Here is my (not fully working) solution:

My code

import java.util.*;

public class stringCompare {

    public static String getSmallestAndLargest(String s, int k) {
        String smallest, largest, temp;

        /* Initially, define the smallest and largest substrings as the first k chars */
        smallest = s.substring(0, k);
        largest = s.substring(0, k);

        for (int i = 0; i <= s.length() - k; i++) {
            temp = s.substring(i, i + k);
            for (int j = 0; j < k; j++) {

                /* Check if the first char of the next substring is greater than the largest ones' */
                if (temp.charAt(j) > largest.charAt(j)) {
                    largest = s.substring(i, i + k);
                    break;      
                }

                /* Check if the first char of the next substring is less than the smallest ones' */
                else if (temp.charAt(j) < smallest.charAt(j)) {
                    smallest = s.substring(i, i + k);
                    break;
                } 

                /* Check if the first char of the next substring is either equal to smallest or largest substrings' */
                else if (temp.charAt(j) == smallest.charAt(j)
                        || temp.charAt(j) == largest.charAt(j)) {
                    // If so, move to the next char till it becomes different
                } 

                /* If the first of char of the next substring is neither of these (between smallest and largest ones')
                    skip that substring */ 
                else {
                    break;
                }
            }
        }

        return smallest + "\n" + largest;
    }

    public static void main(String[] args) {
        String s;
        int k;
        try (Scanner scan = new Scanner(System.in)) {
            s = scan.next();
            k = scan.nextInt();
        }

        System.out.println(getSmallestAndLargest(s, k));
    }
}

According to the HackerRank, this code fails for 2 out of 6 cases. One is as follows:

ASDFHDSFHsdlfhsdlfLDFHSDLFHsdlfhsdlhkfsdlfLHDFLSDKFHsdfhsdlkfhsdlfhsLFDLSFHSDLFHsdkfhsdkfhsdkfhsdfhsdfjeaDFHSDLFHDFlajfsdlfhsdlfhDSLFHSDLFHdlfhs
30

The expected output is:

ASDFHDSFHsdlfhsdlfLDFHSDLFHsdl
sdlkfhsdlfhsLFDLSFHSDLFHsdkfhs

But mine becomes:

DFHSDLFHDFlajfsdlfhsdlfhDSLFHS
sdlkfhsdlfhsLFDLSFHSDLFHsdkfhs

At debug mode, I found that the smallest substring was correct until the 67th iteration (i). I don’t know why it changes to a wrong one at that step but it does.

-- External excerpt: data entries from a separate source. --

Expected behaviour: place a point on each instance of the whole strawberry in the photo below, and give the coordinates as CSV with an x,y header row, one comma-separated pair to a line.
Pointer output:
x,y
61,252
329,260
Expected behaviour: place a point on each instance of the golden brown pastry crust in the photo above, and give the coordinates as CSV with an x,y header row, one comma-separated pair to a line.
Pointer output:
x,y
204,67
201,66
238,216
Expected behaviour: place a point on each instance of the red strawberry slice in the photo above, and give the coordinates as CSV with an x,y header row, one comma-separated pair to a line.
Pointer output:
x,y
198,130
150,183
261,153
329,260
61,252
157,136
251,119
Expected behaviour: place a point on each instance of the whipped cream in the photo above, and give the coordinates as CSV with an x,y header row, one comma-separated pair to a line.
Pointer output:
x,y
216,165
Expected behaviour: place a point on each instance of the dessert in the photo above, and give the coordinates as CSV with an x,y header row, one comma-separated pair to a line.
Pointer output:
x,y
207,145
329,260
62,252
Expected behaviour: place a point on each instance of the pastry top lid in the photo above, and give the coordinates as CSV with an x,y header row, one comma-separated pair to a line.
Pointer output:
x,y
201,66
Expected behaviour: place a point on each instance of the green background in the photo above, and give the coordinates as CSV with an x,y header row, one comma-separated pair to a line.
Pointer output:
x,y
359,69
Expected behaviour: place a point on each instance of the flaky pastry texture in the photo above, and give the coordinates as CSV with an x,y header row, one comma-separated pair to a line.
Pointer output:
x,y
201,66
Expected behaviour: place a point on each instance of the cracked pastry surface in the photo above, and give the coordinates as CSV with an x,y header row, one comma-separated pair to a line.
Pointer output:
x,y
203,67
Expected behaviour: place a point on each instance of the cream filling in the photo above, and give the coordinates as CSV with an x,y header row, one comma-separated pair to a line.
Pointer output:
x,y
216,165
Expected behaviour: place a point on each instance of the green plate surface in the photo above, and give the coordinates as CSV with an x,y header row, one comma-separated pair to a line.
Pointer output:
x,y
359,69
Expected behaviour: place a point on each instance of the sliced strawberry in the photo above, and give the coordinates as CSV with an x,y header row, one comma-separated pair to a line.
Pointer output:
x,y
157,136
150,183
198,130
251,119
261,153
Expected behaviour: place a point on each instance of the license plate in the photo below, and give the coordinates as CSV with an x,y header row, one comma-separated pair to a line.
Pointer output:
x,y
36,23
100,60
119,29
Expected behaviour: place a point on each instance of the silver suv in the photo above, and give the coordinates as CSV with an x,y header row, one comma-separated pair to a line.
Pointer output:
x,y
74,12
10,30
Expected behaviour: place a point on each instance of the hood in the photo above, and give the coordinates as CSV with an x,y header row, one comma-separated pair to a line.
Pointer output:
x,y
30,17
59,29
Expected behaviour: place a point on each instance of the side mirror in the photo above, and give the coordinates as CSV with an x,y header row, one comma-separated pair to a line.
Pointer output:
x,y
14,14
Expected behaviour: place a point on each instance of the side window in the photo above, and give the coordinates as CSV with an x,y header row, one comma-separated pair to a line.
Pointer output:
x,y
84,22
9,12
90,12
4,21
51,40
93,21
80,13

Can anyone help me on that, please?

Thanks!

Solution:

I propose a simple optimisation: a quick peek at the first characters.

largest = smallest = s.substring(0, k);
for (int i = 1; i <= s.length() - k; i++) {
    if (s.charAt(i) > largest.charAt(0) ){
      largest = s.substring(i, i + k);
      continue;
    }
    if (s.charAt(i) < smallest.charAt(0) ){
      smallest = s.substring(i, i + k);
      continue;
    }

    if (s.charAt(i) == largest.charAt(0) ){
        String temp = s.substring(i, i + k);
        if( temp.compareTo(largest) > 0) {
            largest = temp;
            continue;
        }
    }
    if (s.charAt(i) == smallest.charAt(0) ){
        String temp = s.substring(i, i + k);
        if( temp.compareTo(smallest) < 0) {
            smallest = temp;
        }
    }
}

For the example, comparisons drop from 222 to 14.